Friday, August 27, 2010

Re: Highlighting seems to forget values

On 24/08/10 13:58, Martin Braun wrote:
> Hi,
>
> using 7.2, I have the following problem:
>
> All the 'highlight' commands in my .vimrc seem to get overridden by the
> colorscheme.
>
> I have the following commands in my .vimrc, slightly abbreviated:
>
> colorscheme delek
> highlight WhiteSpaceEOL ctermbg=darkgreen guibg=lightgreen
> match WhiteSpaceEOL /\s\+$/
> highlight OverLength ctermbg=red ctermfg=white guibg=#592929
> match OverLength /\%81v.\+/
>
> Deleting the 'colorscheme' command helps; but of course I don't want to
> use the standard one. It seems like syntax highlighting is not a
> problem.
>
> Can anyone give me some pointers how to fix this? Or do I have to make
> my own colorscheme?
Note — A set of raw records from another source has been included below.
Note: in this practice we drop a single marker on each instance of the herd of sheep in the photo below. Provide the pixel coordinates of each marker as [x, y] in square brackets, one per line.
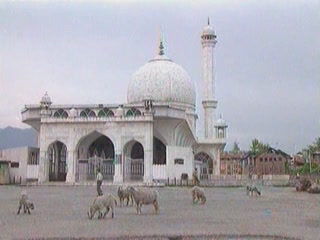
[103, 204]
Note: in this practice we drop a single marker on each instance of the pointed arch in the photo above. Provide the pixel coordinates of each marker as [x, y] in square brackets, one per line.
[87, 113]
[57, 158]
[106, 112]
[133, 112]
[133, 161]
[159, 152]
[60, 113]
[206, 163]
[95, 150]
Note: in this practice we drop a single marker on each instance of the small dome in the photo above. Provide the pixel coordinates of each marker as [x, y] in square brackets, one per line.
[45, 100]
[220, 122]
[161, 80]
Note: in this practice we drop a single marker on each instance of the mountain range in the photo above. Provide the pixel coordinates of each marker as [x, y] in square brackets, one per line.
[16, 137]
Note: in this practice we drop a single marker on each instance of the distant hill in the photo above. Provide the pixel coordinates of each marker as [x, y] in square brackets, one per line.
[16, 137]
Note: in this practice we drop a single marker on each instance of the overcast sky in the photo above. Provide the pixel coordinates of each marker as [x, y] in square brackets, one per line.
[267, 59]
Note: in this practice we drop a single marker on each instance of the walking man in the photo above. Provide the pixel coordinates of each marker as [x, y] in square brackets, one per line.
[99, 182]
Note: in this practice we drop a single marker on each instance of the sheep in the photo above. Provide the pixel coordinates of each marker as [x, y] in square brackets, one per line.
[198, 194]
[250, 189]
[123, 194]
[145, 196]
[25, 202]
[101, 202]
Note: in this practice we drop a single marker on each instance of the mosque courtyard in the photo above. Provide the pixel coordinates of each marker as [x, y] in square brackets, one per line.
[61, 213]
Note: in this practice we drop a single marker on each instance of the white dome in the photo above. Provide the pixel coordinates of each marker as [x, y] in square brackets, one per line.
[220, 122]
[161, 80]
[208, 30]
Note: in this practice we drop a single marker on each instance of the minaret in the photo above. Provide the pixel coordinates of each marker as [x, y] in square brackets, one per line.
[208, 96]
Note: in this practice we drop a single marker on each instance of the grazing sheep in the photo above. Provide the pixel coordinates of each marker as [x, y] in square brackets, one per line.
[314, 188]
[198, 194]
[145, 196]
[124, 193]
[252, 189]
[25, 202]
[102, 202]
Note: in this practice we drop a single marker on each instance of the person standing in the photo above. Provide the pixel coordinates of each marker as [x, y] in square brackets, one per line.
[99, 182]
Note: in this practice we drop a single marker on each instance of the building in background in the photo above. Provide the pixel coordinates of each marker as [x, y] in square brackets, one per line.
[150, 137]
[22, 164]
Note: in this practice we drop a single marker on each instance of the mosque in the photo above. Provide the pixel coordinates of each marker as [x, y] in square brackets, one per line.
[150, 138]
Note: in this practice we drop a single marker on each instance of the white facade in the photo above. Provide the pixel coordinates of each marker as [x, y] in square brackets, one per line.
[151, 137]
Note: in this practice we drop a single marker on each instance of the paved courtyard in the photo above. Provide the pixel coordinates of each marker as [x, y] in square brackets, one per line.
[61, 212]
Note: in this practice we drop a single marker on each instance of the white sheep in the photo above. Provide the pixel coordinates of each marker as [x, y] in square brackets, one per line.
[124, 193]
[145, 196]
[102, 202]
[198, 194]
[252, 189]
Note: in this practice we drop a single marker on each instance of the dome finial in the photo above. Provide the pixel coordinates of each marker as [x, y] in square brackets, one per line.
[161, 47]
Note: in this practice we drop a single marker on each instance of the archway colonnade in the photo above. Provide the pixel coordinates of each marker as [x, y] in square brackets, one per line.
[98, 151]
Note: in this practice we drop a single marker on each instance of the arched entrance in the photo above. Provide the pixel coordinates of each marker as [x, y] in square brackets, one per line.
[159, 152]
[134, 162]
[95, 151]
[57, 156]
[206, 164]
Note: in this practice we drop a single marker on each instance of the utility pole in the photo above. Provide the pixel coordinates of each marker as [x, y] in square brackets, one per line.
[310, 161]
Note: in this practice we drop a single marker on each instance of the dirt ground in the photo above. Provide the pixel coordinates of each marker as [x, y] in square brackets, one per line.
[61, 213]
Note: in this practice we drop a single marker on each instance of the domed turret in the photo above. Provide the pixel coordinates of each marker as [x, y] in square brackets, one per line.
[208, 32]
[161, 80]
[45, 101]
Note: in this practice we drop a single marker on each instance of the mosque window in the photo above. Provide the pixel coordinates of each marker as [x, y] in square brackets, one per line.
[106, 112]
[61, 113]
[179, 161]
[133, 112]
[87, 113]
[33, 159]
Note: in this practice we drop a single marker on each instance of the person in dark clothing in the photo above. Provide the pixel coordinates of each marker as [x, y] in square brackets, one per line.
[99, 182]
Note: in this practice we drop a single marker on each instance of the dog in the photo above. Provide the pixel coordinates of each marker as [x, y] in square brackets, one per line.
[26, 203]
[252, 189]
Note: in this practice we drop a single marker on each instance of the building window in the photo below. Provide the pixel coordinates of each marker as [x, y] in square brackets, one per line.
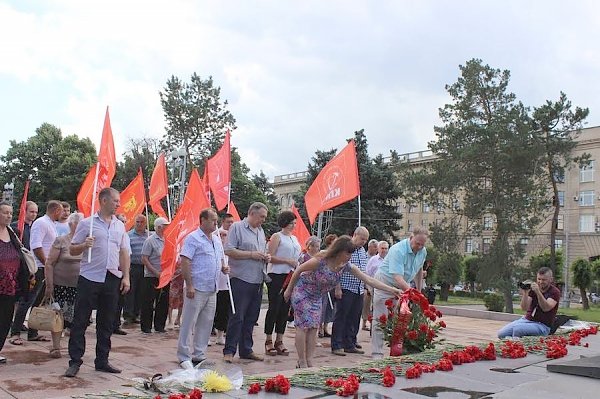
[487, 242]
[469, 245]
[586, 198]
[586, 224]
[487, 223]
[561, 198]
[560, 222]
[586, 172]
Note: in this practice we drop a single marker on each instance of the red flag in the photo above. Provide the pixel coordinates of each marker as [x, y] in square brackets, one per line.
[300, 231]
[335, 184]
[23, 211]
[133, 200]
[233, 210]
[219, 174]
[107, 167]
[158, 186]
[185, 221]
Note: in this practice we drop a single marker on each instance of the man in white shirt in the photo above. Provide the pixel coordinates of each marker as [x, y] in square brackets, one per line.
[42, 236]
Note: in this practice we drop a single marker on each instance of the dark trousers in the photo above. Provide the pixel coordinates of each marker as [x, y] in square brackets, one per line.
[31, 299]
[346, 321]
[133, 299]
[155, 305]
[277, 314]
[223, 309]
[7, 310]
[100, 296]
[246, 298]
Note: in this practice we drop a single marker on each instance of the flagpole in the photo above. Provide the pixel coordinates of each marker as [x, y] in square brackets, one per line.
[93, 206]
[359, 212]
I'd prefer not to; sometimes I switch it--but I also
> think having the 'highlight' commands after the colorscheme command
> should be OK.
>
> Cheers,
> MB

Most colorschemes will start by clearing all highlighting.
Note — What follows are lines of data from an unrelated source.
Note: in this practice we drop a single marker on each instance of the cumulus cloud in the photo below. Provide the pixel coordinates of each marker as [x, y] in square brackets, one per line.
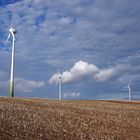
[71, 95]
[109, 73]
[79, 70]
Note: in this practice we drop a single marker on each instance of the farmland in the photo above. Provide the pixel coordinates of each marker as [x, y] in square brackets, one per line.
[40, 119]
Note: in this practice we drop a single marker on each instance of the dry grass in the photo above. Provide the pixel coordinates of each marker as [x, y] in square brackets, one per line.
[34, 119]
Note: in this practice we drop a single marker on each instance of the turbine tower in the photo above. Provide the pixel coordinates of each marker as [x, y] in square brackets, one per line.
[59, 82]
[129, 90]
[12, 33]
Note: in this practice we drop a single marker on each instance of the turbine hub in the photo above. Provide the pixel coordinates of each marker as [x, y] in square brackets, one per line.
[12, 30]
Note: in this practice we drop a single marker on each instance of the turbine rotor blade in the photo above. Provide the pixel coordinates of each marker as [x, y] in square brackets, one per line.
[8, 37]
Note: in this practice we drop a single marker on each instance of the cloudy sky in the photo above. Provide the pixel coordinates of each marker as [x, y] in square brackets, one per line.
[94, 44]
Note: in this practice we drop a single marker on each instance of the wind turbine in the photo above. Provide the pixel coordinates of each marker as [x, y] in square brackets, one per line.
[129, 90]
[12, 32]
[59, 82]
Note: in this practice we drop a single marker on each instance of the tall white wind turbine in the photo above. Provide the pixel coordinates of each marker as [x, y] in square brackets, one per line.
[12, 33]
[129, 90]
[59, 82]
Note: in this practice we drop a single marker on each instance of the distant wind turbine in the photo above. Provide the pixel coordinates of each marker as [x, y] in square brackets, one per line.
[59, 82]
[12, 33]
[129, 90]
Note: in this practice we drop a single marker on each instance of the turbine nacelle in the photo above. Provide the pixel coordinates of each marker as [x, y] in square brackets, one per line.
[12, 30]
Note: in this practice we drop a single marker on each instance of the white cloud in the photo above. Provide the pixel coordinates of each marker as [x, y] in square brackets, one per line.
[106, 74]
[110, 73]
[24, 85]
[71, 95]
[79, 70]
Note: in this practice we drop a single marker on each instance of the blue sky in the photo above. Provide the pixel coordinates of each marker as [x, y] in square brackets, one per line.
[95, 45]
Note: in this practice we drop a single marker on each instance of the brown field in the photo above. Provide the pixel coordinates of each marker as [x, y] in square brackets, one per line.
[36, 119]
- If you want to set :hi colors in your vimrc, make sure that they are
used _after_ the :colorscheme command

- The :match command is window-local (but continues to apply if you edit
a different file in the same window).

- Don't reinvent the wheel:
- instead of WhiteSpaceEOL, you could use:
:set list listchars=tab:\|_,trail:<,eol:¶
* tab: must be used if you don't want hard tabs
displayed as ^I. What I've put here will display each
hard tab as one | followed by zero or more _
characters, in blue (or in whatever your colorscheme
sets for the SpecialKey highlight group). If you want
tabs-as-specas, use "tab:\ \ " (without the quotes).
* trail: defines one character which will be used for
all trailing spaces (and highlighted as SpecialKey).
* eol: defines one character which will be used to show
the end of the line (and highlighted as NonText). If you
don't define one you'll get a dollar sign. If you don't
want an explicit end-of-line marker, use a backslash-
escaped space.
You may feel that using both trail: and eol: is redundant.
See :help 'listchars' for details.
- instead of OverLength, you may want to use the new 'colorcolumn'
option (which, however, is new in Vim 7.3, so you would have to upgrade
first).


Best regards,
Tony.
--
There can be no twisted thought without a twisted molecule.